After a heated dispute with Schlesinger over the editing of the Bugs Bunny short Heckling Hare (1941), Avery left Warners and worked briefly for Paramount Pictures before being hired to head MGM’s animation unit in 1942. From 1942 to 1954 he created 67 cartoons for MGM, including several masterpieces of the genre such as Who Killed Who? (1943), Batty Baseball (1944), Screwball Squirrel (1944), and King-Size Canary (1947). A number of his films feature a curvaceous showgirl in revisionist fairy tales (Red Hot Riding Hood [1943], Little Rural Riding Hood [1949]), a paranoiac wolf (Dumb-Hounded [1943], Bad Luck Blackie [1949]), or the slow-talking dog Droopy (Northwest Hounded Police [1946], Droopy’s Good Deed [1951]), who served as foils for the director’s brilliant takeoffs on such themes as survival, control, fear, and the film medium itself.
Avery’s attitude toward animation was opposite that of Walt Disney, who favoured straightforward storytelling, classic draftsmanship, realistic narratives, and a live-action approach to the staging of action. By contrast, Avery celebrated the cartoon as a cartoon; his work never pretended to be anything but a drawing come to life.

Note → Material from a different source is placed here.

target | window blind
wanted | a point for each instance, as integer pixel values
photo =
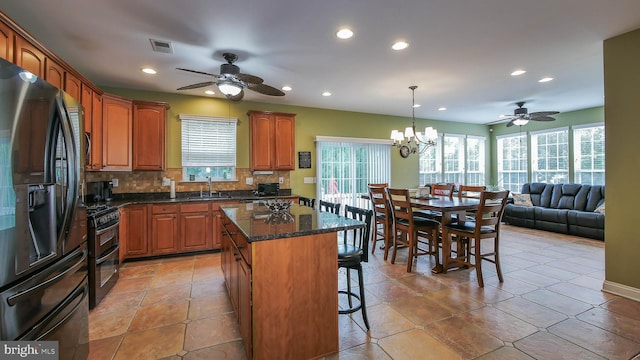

His films exhibited a love of exaggeration in his use of absurd gags presented at breakneck speed. An irreverence toward cinematic conventions pervades most of his animated films, as when characters comment on the action happening around them, sometimes by holding up a sign (“Silly, isn’t he?”) or by addressing the audience directly. Avery’s self-reflexive, modernist approach emphasized parody and satire, and his layered gags were held together on the screen by sheer manic energy. He brought brashness and an adult sensibility to animation that was aimed not at the family audience but toward amusing himself and his fellow animators and, by extension, all adults.
MGM eliminated Avery’s animation unit in 1954, and he spent most of the rest of his career directing television commercials. During the last two years of his life, he developed gags and characters for the Hanna-Barbera Studio. Avery is second only to Walt Disney in terms of his influence on American animation.